Once we had this history our working diagnosis was that of a measles inclusion body panencephalitis and our diagnosis was confirmed once we got back the CSF measles PCR result from her repeat lumbar puncture. Sadly the patient passed away 5 days after admission. A post-mortem examination confirmed the diagnosis of measles inclusion-body panencephalitis.
Interestingly, despite being on natalizumab there were was quite a heavy CD8+ T-cell infiltrate, which would indicate that natalizumab does not necessarily block all trafficking of lymphocytes into the brain of someone with viral encephalitis.
So if you have MS and are about to start an immunosuppressive DMT please review your vaccine history. If you discover you have not had the MMR vaccine or other vaccines you may need, please discuss this with your neurologist or MS nurse. Once you are on specific DMTs live vaccines such as the MMR are contraindicated.
I am sure some of you will be saying that I am scaremongering, but I know that it is only a matter of time before we see MMR-naive patients with MS succumb to wild-type or community-acquired infection with one or more of these viruses (see case study below).
Please note measles and mumps are circulating at present in the community and because of lower rates of MMR vaccine uptake you can’t necessarily rely on herd immunity to shield you from infection.
Isn’t prevention better than managing the consequences of these infections?
Freeman et al. A new complication of stem cell transplantation: measles inclusion body encephalitis. Pediatrics. 2004 Nov;114(5):e657-60.

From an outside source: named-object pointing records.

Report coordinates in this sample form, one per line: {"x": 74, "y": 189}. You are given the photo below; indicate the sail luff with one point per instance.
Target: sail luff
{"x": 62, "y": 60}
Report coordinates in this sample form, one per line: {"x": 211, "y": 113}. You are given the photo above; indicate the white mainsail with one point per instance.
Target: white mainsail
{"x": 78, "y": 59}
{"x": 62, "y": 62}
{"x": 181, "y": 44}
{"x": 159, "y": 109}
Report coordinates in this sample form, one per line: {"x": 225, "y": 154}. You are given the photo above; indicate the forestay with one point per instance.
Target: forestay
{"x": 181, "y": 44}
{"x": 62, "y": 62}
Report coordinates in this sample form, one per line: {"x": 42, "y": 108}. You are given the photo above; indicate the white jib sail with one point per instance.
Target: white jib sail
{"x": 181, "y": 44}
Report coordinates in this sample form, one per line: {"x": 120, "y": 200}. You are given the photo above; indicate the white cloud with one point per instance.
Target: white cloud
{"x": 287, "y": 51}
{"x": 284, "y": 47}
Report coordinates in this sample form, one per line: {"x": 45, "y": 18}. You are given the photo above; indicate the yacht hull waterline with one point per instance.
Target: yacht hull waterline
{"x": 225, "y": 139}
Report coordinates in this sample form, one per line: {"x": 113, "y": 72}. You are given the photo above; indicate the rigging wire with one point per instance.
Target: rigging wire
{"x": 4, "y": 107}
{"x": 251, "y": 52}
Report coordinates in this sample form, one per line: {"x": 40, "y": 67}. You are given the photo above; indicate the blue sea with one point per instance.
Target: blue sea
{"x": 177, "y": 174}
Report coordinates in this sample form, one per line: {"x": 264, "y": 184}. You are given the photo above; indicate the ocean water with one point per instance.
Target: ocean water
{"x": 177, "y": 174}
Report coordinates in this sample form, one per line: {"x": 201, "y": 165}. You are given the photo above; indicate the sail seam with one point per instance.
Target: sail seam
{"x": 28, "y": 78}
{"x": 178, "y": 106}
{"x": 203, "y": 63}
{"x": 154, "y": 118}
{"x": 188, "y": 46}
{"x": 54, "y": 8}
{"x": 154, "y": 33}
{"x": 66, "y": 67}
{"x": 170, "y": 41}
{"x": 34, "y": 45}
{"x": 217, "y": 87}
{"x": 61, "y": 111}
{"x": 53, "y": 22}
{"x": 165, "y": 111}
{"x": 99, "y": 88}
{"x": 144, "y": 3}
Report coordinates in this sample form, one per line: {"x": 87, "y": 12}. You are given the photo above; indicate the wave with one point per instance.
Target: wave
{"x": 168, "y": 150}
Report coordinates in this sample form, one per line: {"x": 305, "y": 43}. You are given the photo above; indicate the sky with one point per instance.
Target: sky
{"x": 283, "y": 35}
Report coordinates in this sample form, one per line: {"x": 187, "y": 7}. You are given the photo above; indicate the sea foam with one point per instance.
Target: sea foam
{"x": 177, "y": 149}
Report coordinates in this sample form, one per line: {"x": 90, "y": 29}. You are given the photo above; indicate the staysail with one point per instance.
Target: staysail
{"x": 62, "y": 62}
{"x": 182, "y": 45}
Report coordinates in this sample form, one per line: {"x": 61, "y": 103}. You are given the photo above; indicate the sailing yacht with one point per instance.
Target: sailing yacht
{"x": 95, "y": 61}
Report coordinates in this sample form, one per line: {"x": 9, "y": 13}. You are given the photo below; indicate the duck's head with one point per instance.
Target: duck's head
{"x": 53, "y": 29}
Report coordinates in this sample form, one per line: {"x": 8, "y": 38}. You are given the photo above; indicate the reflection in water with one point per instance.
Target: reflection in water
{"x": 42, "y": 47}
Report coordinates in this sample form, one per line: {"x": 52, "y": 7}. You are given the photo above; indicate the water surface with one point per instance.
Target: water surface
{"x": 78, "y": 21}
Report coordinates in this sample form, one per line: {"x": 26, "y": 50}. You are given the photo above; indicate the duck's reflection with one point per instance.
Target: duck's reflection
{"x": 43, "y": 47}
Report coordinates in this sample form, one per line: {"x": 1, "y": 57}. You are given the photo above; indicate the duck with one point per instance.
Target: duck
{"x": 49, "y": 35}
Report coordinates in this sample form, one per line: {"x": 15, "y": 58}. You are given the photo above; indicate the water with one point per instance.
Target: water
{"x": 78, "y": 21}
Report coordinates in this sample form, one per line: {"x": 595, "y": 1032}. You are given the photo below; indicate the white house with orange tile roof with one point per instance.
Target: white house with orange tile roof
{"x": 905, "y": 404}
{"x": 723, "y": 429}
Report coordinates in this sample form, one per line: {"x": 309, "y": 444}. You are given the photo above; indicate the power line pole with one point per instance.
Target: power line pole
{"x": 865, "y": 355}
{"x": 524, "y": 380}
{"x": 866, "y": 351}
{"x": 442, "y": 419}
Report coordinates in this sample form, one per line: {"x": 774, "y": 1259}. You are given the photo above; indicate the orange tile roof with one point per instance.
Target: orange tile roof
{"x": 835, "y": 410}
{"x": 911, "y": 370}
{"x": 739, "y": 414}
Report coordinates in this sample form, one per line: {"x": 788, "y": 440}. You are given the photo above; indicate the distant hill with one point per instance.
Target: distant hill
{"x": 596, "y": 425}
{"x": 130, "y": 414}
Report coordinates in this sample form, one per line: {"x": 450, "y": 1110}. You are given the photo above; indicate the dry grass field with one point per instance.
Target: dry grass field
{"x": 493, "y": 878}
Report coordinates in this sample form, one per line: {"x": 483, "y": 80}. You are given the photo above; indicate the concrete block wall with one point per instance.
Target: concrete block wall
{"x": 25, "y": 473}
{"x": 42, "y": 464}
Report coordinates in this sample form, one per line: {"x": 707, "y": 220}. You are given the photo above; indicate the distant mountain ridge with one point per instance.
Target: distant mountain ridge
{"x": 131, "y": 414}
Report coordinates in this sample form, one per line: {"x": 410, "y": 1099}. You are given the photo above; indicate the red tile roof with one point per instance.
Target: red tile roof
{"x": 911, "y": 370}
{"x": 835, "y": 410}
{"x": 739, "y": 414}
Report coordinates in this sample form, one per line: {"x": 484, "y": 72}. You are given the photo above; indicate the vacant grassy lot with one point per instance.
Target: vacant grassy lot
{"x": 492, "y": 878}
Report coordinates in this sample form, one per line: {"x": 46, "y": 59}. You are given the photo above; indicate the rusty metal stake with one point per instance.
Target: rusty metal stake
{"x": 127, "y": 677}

Measles inclusion body encephalitis (MIBE) is a disease of the immunocompromised host and typically occurs within 1 year of acute measles infection or vaccination. We report a 13-year-old boy who had chronic granulomatous disease and presented 38 days after stem cell transplantation with afebrile focal seizures that progressed despite multiple anticonvulsants. After an extensive diagnostic evaluation, brain biopsy was performed, revealing numerous intranuclear inclusion bodies consistent with paramyxovirus nucleocapsids. Measles studies including reverse transcriptase-polymerase chain reaction and viral growth confirmed measles virus, genotype D3. Immunohistochemistry was positive for measles nucleoprotein. Despite intravenous ribavirin therapy, the patient died. MIBE has not been described in stem cell recipients but is a disease of immunocompromised hosts and typically occurs within 1 year of measles infection, exposure, or vaccination. Our case is unusual as neither the patient nor the stem cell donor had apparent recent measles exposure or vaccination, and neither had recent travel to measles-endemic regions. The patient had an erythematous rash several weeks before the neurologic symptoms; however, skin biopsy was consistent with graft-versus-host disease, and immunohistochemistry studies for measles nucleoprotein were negative. As measles genotype D3 has not been seen in areas where the child lived since his early childhood, the possibility of an unusually long latency period between initial measles infection and MIBE is raised. In addition, this case demonstrates the utility of brain biopsy in the diagnosis of encephalitis of unknown cause in the immunocompromised host.